The ACS has a goal of funding all exceptional research grants received. Presently, ACS is only able to fund about 50% of the top-ranked research projects approved for funding following peer review. As a result, promising researchers and projects that have the potential to reduce the burden of cancer are put on hold due to budget constraints. The shortfall of funding means that innovative cancer research may not be conducted, and the careers of promising young investigators could be in jeopardy.
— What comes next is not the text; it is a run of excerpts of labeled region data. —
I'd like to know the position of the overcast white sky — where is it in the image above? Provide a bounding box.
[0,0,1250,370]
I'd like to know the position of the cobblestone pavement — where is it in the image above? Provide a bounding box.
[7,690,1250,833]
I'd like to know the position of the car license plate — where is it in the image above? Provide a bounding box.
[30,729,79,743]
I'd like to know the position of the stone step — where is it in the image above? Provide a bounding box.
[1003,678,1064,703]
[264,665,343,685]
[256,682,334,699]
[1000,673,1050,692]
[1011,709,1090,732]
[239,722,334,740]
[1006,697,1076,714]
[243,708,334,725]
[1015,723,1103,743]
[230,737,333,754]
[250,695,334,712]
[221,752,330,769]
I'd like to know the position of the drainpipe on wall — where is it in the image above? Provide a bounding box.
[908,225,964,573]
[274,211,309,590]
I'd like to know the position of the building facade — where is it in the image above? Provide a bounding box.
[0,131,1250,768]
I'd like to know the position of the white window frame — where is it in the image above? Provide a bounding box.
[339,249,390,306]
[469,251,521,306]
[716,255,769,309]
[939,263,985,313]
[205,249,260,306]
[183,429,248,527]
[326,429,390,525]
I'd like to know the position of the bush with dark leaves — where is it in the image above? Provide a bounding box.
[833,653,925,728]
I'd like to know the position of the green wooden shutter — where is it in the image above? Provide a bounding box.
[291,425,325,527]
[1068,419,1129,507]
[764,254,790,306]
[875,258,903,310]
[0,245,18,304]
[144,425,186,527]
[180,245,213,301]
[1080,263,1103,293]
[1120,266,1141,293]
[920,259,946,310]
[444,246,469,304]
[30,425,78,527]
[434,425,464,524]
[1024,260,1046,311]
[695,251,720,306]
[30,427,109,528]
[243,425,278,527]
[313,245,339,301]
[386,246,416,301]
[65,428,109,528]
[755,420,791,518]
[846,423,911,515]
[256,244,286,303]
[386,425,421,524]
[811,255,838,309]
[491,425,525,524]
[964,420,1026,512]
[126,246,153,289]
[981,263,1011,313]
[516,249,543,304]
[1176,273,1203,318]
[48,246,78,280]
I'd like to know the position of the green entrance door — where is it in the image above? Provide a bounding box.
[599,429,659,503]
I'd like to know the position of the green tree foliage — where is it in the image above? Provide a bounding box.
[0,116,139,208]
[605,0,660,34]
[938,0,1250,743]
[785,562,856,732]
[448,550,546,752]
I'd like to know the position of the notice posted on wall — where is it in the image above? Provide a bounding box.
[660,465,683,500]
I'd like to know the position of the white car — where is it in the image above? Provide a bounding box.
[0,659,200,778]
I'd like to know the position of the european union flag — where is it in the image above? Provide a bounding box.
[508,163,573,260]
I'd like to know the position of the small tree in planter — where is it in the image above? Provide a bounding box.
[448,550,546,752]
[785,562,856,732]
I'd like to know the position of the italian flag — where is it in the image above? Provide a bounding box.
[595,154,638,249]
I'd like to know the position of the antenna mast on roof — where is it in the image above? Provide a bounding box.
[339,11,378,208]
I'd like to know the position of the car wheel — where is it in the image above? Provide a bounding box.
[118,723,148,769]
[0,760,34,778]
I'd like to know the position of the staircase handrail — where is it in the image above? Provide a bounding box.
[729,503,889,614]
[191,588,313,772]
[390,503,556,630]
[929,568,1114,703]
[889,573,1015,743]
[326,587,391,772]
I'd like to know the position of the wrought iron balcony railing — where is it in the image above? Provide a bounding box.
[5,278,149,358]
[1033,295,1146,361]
The COVID-19 pandemic, which has impacted virtually every aspect of cancer care and research, has heightened the need to narrow the gap between the number of ACS grant applications approved for funding and those funded.
The ACS cancer-concerned philanthropists created the Michigan Cancer Research Fund (MCRF) in 2008 with the goal of funding ACS approved research projects led by investigators at Michigan-based institutions that would otherwise remain unfunded.
Current ACS Research Investment In Michigan
Our research goal is simple — find answers that help save lives from cancer. Our strategy for funding research is just as straightforward — fund the most innovative cancer research. In fact, we’ve helped make possible many of the major cancer research breakthroughs since 1946.
Our grants fund high impact research conducted by hundreds of promising scientists and health care professionals—primarily early in their careers—at institutions across the United States.